FRANKFURT • Germany may have narrowly avoided a recession in the third quarter but pressure on the country's industrial champions shows no sign of abating.
Daimler said on Friday that it will shed more than 10,000 positions, lifting the tally of job cuts announced this year across Germany's manufacturing sector to more than 100,000, according to Bloomberg calculations.
Companies from Volkswagen to Siemens are letting workers go as Germany's powerful automotive industry struggles with a shift towards electrification and self-driving cars, and makers of machinery and robots are hit by slower exports and trade disputes.
Producers of renowned German products such as Meissen porcelain and WMF kitchenware are also trimming their workforces.
While the country's jobless rate, at 5 per cent, is close to its historic low, the number of freelancers is rising and short-term work has been creeping up since last year.
Automotive companies, in particular, are tightening their belts. Daimler alone pledged to save a total of at least €1.4 billion (S$2 billion) in personnel expenses - potentially putting many more jobs at risk.

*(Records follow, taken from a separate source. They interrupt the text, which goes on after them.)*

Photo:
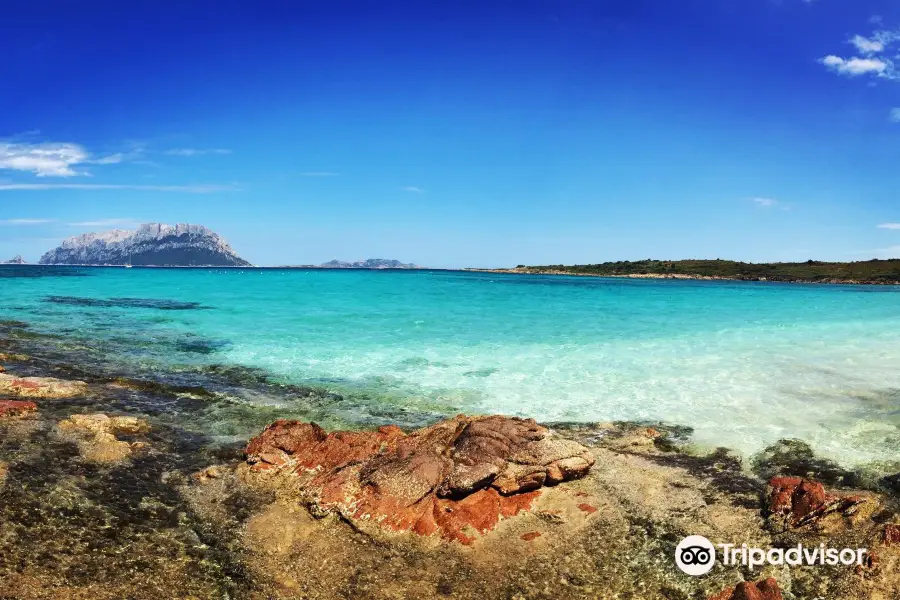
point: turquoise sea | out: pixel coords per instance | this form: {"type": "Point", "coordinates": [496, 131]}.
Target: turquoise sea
{"type": "Point", "coordinates": [744, 364]}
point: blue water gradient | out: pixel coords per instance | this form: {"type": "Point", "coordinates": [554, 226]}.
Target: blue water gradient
{"type": "Point", "coordinates": [742, 363]}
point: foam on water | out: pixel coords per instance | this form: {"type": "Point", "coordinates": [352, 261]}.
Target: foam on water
{"type": "Point", "coordinates": [743, 363]}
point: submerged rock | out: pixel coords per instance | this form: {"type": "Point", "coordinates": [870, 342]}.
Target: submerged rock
{"type": "Point", "coordinates": [766, 589]}
{"type": "Point", "coordinates": [457, 478]}
{"type": "Point", "coordinates": [16, 408]}
{"type": "Point", "coordinates": [794, 502]}
{"type": "Point", "coordinates": [96, 436]}
{"type": "Point", "coordinates": [40, 387]}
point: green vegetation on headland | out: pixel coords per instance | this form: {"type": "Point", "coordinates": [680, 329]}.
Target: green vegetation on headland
{"type": "Point", "coordinates": [870, 271]}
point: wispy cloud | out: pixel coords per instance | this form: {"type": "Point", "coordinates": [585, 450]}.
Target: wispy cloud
{"type": "Point", "coordinates": [875, 56]}
{"type": "Point", "coordinates": [44, 160]}
{"type": "Point", "coordinates": [105, 223]}
{"type": "Point", "coordinates": [52, 159]}
{"type": "Point", "coordinates": [188, 189]}
{"type": "Point", "coordinates": [196, 151]}
{"type": "Point", "coordinates": [25, 221]}
{"type": "Point", "coordinates": [768, 203]}
{"type": "Point", "coordinates": [856, 65]}
{"type": "Point", "coordinates": [867, 46]}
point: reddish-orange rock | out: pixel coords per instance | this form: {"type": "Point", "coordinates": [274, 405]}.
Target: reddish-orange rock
{"type": "Point", "coordinates": [766, 589]}
{"type": "Point", "coordinates": [891, 534]}
{"type": "Point", "coordinates": [587, 508]}
{"type": "Point", "coordinates": [799, 501]}
{"type": "Point", "coordinates": [457, 478]}
{"type": "Point", "coordinates": [16, 408]}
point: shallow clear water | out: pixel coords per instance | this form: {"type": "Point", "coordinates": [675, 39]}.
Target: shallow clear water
{"type": "Point", "coordinates": [744, 364]}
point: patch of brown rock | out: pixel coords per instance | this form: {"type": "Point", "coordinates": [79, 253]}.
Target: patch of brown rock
{"type": "Point", "coordinates": [40, 387]}
{"type": "Point", "coordinates": [16, 408]}
{"type": "Point", "coordinates": [456, 479]}
{"type": "Point", "coordinates": [95, 435]}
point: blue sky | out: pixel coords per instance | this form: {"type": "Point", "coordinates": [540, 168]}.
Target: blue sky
{"type": "Point", "coordinates": [468, 134]}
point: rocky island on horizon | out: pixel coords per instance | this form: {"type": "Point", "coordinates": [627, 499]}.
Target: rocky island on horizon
{"type": "Point", "coordinates": [370, 263]}
{"type": "Point", "coordinates": [152, 244]}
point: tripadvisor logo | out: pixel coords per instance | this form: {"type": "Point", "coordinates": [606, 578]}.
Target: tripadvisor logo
{"type": "Point", "coordinates": [696, 555]}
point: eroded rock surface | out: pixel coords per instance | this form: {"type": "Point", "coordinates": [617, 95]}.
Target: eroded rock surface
{"type": "Point", "coordinates": [16, 408]}
{"type": "Point", "coordinates": [766, 589]}
{"type": "Point", "coordinates": [457, 478]}
{"type": "Point", "coordinates": [96, 436]}
{"type": "Point", "coordinates": [794, 502]}
{"type": "Point", "coordinates": [40, 387]}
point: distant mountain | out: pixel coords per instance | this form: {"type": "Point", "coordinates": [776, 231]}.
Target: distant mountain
{"type": "Point", "coordinates": [151, 244]}
{"type": "Point", "coordinates": [372, 263]}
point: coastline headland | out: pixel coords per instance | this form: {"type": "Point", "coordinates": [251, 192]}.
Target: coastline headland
{"type": "Point", "coordinates": [871, 272]}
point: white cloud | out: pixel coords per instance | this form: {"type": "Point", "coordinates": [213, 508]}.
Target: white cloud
{"type": "Point", "coordinates": [51, 159]}
{"type": "Point", "coordinates": [857, 66]}
{"type": "Point", "coordinates": [188, 189]}
{"type": "Point", "coordinates": [44, 160]}
{"type": "Point", "coordinates": [25, 221]}
{"type": "Point", "coordinates": [196, 151]}
{"type": "Point", "coordinates": [867, 46]}
{"type": "Point", "coordinates": [105, 223]}
{"type": "Point", "coordinates": [877, 58]}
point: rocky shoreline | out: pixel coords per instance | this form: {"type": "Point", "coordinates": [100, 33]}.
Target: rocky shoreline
{"type": "Point", "coordinates": [100, 499]}
{"type": "Point", "coordinates": [529, 271]}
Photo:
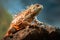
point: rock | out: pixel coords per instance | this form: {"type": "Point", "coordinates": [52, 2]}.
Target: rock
{"type": "Point", "coordinates": [36, 33]}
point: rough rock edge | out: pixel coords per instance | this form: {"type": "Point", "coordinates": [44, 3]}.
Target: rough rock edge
{"type": "Point", "coordinates": [38, 32]}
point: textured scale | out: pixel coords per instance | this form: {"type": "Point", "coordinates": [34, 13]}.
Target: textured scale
{"type": "Point", "coordinates": [24, 18]}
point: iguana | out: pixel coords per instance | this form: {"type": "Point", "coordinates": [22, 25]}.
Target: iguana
{"type": "Point", "coordinates": [24, 18]}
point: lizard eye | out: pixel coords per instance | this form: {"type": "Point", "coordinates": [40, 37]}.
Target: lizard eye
{"type": "Point", "coordinates": [37, 5]}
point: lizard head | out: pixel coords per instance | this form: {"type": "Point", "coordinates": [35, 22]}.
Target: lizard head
{"type": "Point", "coordinates": [35, 9]}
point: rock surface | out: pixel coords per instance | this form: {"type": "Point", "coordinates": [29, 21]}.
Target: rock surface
{"type": "Point", "coordinates": [38, 32]}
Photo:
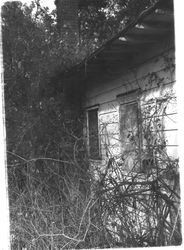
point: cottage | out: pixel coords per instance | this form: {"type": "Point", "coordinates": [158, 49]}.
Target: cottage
{"type": "Point", "coordinates": [127, 84]}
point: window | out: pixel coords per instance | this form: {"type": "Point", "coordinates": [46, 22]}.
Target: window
{"type": "Point", "coordinates": [130, 130]}
{"type": "Point", "coordinates": [93, 137]}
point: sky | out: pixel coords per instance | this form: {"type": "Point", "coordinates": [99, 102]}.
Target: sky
{"type": "Point", "coordinates": [45, 3]}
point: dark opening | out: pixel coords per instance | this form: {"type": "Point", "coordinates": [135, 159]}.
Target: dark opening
{"type": "Point", "coordinates": [93, 134]}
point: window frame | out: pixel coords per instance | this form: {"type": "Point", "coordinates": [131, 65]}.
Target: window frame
{"type": "Point", "coordinates": [132, 97]}
{"type": "Point", "coordinates": [88, 109]}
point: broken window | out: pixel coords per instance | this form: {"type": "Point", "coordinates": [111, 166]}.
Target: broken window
{"type": "Point", "coordinates": [130, 130]}
{"type": "Point", "coordinates": [93, 136]}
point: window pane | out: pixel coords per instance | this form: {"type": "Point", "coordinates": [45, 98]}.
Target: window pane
{"type": "Point", "coordinates": [93, 134]}
{"type": "Point", "coordinates": [129, 134]}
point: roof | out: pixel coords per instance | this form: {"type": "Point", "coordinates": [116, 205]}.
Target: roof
{"type": "Point", "coordinates": [151, 27]}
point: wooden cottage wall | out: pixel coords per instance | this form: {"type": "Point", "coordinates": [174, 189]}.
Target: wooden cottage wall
{"type": "Point", "coordinates": [154, 76]}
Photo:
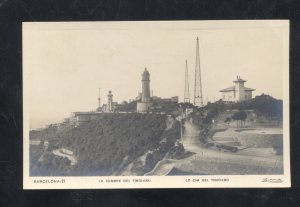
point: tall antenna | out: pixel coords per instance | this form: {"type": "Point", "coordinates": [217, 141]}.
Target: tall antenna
{"type": "Point", "coordinates": [186, 85]}
{"type": "Point", "coordinates": [198, 99]}
{"type": "Point", "coordinates": [99, 99]}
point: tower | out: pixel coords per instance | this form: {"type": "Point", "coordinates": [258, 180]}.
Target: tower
{"type": "Point", "coordinates": [198, 99]}
{"type": "Point", "coordinates": [239, 89]}
{"type": "Point", "coordinates": [110, 102]}
{"type": "Point", "coordinates": [186, 85]}
{"type": "Point", "coordinates": [145, 104]}
{"type": "Point", "coordinates": [146, 86]}
{"type": "Point", "coordinates": [99, 100]}
{"type": "Point", "coordinates": [99, 103]}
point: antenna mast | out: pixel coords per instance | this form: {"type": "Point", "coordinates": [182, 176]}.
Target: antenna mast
{"type": "Point", "coordinates": [198, 99]}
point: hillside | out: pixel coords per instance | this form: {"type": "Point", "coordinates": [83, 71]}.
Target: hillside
{"type": "Point", "coordinates": [112, 142]}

The full effect of the cuts - which also affect units of German companies abroad - may not be felt immediately. Labour laws and powerful unions make it hard to fire workers, and many large companies have agreements banning forced dismissals, meaning job-cut programmes have voluntary elements and sometimes run for years.
Daimler on Friday said its labour deal ruling out forced layoffs until 2029 remains in effect. That sets the stage for more cuts in the years to come, as the realities of the structural shift become more evident.
Still, the deteriorating prospects for employment could turn into a headache for the German government, which has been considering following countries from China to Britain in beefing up investments to stimulate its economy.
Electric cars, which do not need complex transmissions and turbo chargers, are less labour-intensive to assemble. As a result, automaker workforces are as much as 20 per cent too big, according to Mr Frank Schwope, an analyst at Nord.
"This is only the beginning," Mr Schwope added. "We're going to see more of such savings rounds in the next decade, as the industry faces a deep transformation."
Across the German auto sector, including local operations of foreign manufacturers, about 150,000 jobs might be at risk in the coming years, according to Mr Stefan Bratzel, director of the Centre of Automotive Management near Cologne.